Originally Published: February 1, 2001 7:15 p.m.
PRESCOTT – For the fifth time in as many years, Cable One is increasing its rates.
The local cable television provider plans to inform its subscribers of the latest increase – effective March 1 – with their February bills.
Cable One will increase the monthly charge for its "limited basic" service, which includes channels 2 through 13, by $1.28 (or 8.7 percent) from $14.75 to $16.03. It also will raise the monthly rates for its "standard basic" service, which includes a total of 53 channels, by $2.53 (or 7.7 percent) from $32.97 to $35.50.
The company will adjust its other charges, such as taxes and franchise fees, accordingly.
With nearly 2,200 customers signed up for "limited basic" and about 26,000 people signed up for "standard," Cable One stands to make a monthly gain of about $68,000 from the increases.
Since it took over the local cable operations in 1996, Cable One has raised its standard rate four times:
• June 1997, $2;
• March 1998, $4;
• March 1999, $2.90; and
• March 2000, $1.65.
Including next month's increase of $2.53, the company will have raised its rates by a total of $13.08, or nearly 37 percent, in the past five years.
Also in that time, the company has added 18 new channels to its standard lineup (including Animal Planet and Comedy Central earlier this month); rebuilt its existing infrastructure into a digital network that offers hundreds of premium, pay-per-view and music channels; and it has become an Internet service provider, for both dial-up and high-speed access.
Mark St. Cyr, marketing and sales manager for Cable One's local office, said that rising programming fees are primarily driving Cable One's rate increases.
Each of the networks and other major channels charge cable providers – such as Cable One – a licensing fee for the right to carry their channel. On average, those fees increase by about 10 percent each year, St. Cyr said.
"We have to walk a line between customer requests for specific programming, like ESPN or TNT, with what the programmers want in return from Cable One in regards to licensing fees," he said.
But, he said, those programmers know that they can play "hard ball" with cable providers because they know that consumers will not stand for having their ESPNs and TNTs yanked from their local cable lineup.
Furthermore, St. Cyr explained, as the competition among channels has grown more intense, they often drive up their own expenses by trying to outbid each other for various shows or sporting events.
Those increased costs eventually trickle down to the cable providers, and then to consumers.
"We absorb what we can and pass the remaining costs on to the customers," St. Cyr explained.
At the end of last year, Cable One reached an 11th-hour deal with The Disney Channel to keep the children's network in its lineup. Prior to the agreement, Cable One publicly accused Disney of charging too much.
At the time, John Pezzini, general manager of the local Cable One office, said that Disney had increased its programming fees by 40 percent in the past three years.

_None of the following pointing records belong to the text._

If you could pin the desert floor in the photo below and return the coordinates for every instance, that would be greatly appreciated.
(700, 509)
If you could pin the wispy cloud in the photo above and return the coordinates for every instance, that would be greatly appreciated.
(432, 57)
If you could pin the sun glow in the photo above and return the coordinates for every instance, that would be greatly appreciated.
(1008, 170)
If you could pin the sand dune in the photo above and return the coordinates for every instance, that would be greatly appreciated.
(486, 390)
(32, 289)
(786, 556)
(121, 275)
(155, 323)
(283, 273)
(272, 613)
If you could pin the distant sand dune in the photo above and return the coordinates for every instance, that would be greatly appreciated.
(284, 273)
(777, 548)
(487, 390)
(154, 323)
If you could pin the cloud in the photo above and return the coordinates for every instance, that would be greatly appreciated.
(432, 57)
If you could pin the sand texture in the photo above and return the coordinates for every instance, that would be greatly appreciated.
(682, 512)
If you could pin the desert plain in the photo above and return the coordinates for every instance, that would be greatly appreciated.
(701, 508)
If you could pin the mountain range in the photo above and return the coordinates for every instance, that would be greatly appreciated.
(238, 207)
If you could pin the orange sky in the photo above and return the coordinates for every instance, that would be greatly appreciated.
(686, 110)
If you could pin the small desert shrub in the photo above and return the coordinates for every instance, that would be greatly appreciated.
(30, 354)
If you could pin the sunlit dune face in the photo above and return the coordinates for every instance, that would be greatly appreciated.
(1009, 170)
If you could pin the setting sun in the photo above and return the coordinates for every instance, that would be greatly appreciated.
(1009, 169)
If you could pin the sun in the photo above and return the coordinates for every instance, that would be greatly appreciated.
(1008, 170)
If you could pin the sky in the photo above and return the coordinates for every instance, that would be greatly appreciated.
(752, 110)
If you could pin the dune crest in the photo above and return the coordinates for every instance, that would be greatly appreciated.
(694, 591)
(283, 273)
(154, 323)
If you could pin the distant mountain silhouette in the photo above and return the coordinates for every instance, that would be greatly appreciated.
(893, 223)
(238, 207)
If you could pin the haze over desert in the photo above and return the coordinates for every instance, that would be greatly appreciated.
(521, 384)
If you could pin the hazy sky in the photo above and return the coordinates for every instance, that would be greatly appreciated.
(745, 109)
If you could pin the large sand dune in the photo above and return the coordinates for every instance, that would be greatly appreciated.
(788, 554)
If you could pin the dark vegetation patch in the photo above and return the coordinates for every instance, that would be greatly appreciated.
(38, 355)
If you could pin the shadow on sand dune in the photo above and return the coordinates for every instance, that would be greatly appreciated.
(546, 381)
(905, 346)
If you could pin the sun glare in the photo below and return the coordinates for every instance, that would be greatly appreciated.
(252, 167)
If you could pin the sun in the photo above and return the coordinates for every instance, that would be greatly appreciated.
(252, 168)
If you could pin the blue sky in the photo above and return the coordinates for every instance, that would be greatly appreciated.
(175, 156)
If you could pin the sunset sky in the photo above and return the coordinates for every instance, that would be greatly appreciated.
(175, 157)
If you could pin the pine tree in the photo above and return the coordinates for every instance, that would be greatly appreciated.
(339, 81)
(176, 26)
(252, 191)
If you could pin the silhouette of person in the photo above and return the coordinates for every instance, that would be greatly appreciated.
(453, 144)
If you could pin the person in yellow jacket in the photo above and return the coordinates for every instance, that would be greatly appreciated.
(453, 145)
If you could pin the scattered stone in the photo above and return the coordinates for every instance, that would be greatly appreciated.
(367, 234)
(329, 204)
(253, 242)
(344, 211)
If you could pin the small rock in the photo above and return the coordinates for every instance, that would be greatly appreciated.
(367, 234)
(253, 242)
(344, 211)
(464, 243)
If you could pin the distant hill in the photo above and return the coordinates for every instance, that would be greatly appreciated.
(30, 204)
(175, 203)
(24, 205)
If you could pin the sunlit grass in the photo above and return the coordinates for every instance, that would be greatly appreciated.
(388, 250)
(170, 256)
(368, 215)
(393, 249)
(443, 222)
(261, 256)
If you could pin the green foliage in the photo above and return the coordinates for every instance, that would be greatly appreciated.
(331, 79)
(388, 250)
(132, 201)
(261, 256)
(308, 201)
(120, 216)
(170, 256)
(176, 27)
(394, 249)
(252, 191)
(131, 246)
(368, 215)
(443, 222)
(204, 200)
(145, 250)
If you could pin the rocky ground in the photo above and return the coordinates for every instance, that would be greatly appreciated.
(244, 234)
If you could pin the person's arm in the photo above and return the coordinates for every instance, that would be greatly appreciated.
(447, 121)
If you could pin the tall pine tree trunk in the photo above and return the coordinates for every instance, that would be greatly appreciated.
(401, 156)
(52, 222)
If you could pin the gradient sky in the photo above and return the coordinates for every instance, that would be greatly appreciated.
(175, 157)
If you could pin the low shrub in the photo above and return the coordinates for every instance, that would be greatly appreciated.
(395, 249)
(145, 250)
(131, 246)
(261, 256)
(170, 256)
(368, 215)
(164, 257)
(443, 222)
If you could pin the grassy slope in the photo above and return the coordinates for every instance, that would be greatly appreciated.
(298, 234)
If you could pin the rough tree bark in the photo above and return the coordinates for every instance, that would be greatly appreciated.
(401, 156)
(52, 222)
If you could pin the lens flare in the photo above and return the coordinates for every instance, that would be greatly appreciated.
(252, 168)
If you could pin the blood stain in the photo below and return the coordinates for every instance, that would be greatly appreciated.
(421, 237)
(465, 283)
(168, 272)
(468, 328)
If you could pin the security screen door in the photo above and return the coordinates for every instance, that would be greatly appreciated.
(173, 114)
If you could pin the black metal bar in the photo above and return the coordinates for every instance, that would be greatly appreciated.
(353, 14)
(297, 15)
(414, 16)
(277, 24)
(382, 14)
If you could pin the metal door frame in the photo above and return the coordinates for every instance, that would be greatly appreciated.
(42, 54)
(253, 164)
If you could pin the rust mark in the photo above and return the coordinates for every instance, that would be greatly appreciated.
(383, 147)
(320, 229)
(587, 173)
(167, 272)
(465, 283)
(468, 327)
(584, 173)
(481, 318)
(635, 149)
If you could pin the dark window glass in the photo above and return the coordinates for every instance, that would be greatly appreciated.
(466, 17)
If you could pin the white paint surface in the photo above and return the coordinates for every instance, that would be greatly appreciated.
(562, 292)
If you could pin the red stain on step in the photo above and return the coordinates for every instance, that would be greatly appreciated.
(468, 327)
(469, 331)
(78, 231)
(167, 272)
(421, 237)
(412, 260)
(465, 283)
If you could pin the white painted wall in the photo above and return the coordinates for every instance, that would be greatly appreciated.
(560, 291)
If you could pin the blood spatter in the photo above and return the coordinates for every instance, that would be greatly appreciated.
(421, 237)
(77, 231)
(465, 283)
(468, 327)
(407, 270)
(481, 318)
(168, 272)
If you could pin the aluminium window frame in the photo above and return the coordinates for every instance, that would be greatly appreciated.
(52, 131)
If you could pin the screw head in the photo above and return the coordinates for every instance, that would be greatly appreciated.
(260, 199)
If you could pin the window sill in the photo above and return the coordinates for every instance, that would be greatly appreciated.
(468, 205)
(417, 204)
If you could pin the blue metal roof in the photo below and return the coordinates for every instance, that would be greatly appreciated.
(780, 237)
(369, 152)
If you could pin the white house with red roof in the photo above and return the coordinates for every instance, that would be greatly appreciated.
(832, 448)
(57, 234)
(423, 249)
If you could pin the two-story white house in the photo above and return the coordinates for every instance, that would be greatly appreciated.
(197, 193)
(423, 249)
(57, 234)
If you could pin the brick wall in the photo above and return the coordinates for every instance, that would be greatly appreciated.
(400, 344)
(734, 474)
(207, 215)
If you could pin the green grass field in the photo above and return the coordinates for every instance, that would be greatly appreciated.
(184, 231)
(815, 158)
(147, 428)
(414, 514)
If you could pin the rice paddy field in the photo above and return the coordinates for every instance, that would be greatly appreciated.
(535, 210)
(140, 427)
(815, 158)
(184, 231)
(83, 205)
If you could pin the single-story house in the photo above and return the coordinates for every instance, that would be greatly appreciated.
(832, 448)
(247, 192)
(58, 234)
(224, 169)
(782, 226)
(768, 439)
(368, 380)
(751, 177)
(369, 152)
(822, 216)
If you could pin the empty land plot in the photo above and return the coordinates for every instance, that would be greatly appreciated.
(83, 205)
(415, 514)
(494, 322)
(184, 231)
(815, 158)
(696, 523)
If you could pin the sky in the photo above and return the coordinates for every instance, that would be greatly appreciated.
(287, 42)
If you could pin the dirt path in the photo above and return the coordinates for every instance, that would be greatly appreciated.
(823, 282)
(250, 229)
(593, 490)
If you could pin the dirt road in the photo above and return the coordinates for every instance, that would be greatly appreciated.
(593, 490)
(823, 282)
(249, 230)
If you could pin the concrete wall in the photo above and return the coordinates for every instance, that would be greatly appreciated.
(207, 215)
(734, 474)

St. Cyr said that Cable One's aggressive negotiations with Disney Channel helped keep the latest round of rate increases lower than what they would have been if Cable One had paid Disney the amount that it originally asked.
In addition to cable companies, satellite dish companies also are feeling the pinch from programmers.
The Dish Network recently increased the monthly rates for its Top 40 package by $2, from $19.99 to $21.99, and its Top 100 package by $2, from $29.99 to $31.99. Direct-TV raised its rates by a similar amount last year.
St. Cyr said that Cable One's various costs of doing business also contribute to its need to increase its subscriber rates.
Those costs include a growing staff, capital expenditures and high gasoline prices.
"It's difficult to announce rate increases because we don't want to alienate any of our good and loyal customers," St. Cyr said. "But in the cable business, rate adjustments appear to be inevitable."
Cable One, which is the country's ninth largest cable company with 740,000 customers across 18 states, is a subsidiary of The Washington Post Co.